Instead here we are shown and told about the evacuation of populations - and hear that the inland "safe zones" are the preserve of the wealthy, the sort of resonant detail tossed off by Del Toro that really gives the movie a rich sense of self -  and see numerous shots of fleeing, terrified civilians. Gratifyingly, Del Toro is a classicist in style, so Pacific Rim, while superficially akin to the Transformers films, is always coherently shot, and the action scenes are visceral and gripping without any of the hyperactive editing or ostentatious shotmaking of those films. When a Kaiju rips off a Jaeger's arm here; you understand exactly what has happened, and how. It is a thoroughly impressive and often beautiful visual spectacle.
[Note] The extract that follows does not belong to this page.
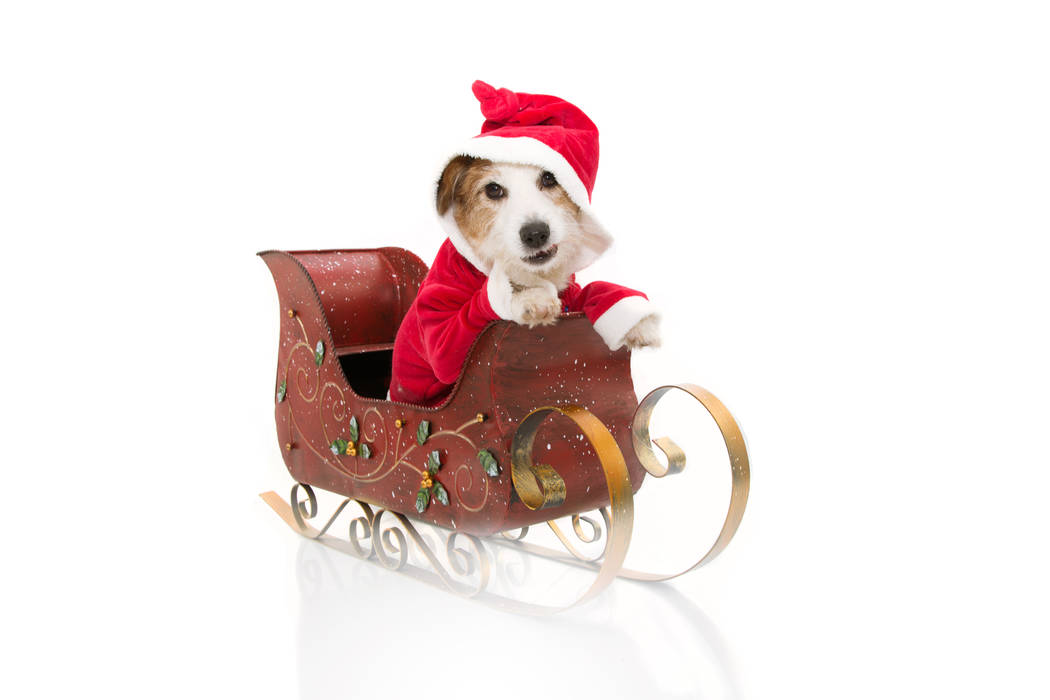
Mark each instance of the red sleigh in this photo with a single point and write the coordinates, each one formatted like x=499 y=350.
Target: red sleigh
x=542 y=423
Where it is problematic is in its approach to characters. As the above plot synopsis suggests, there is a corniness here in conception and plotting reminiscent almost of something like Independence Day in its sense of naiveté and old-fashioned story virtues. These characters mouth some truly awful dialogue and face some excrutiatingly melodramatic choices, all of it played totally straight and with no little intensity and almost no humour (although some of it feels almost self-parodic at times). Hunnam's inconsistent performance doesn't really help, either; it feels as if he can't decide to play the macho badass or the hollow shell of a man, and instead winds up at an ill-defined somewhere in-between.
But the tone; that evident love and investment into the material, that just about pardons these segments and renders these problems beside the point. The point here is to watch huge monsters fight huge robots, a spectacle done with as much wit and intelligence as it could possibly be. The few shards of pure Del Toro imagination which appear in the last act - particularly the glimpses of the world of the Kaiju, not unlike the Lovecraftian visions of the climax of Hellboy.
As dumb, massive blockbusters go, it doesn't really get much better than this.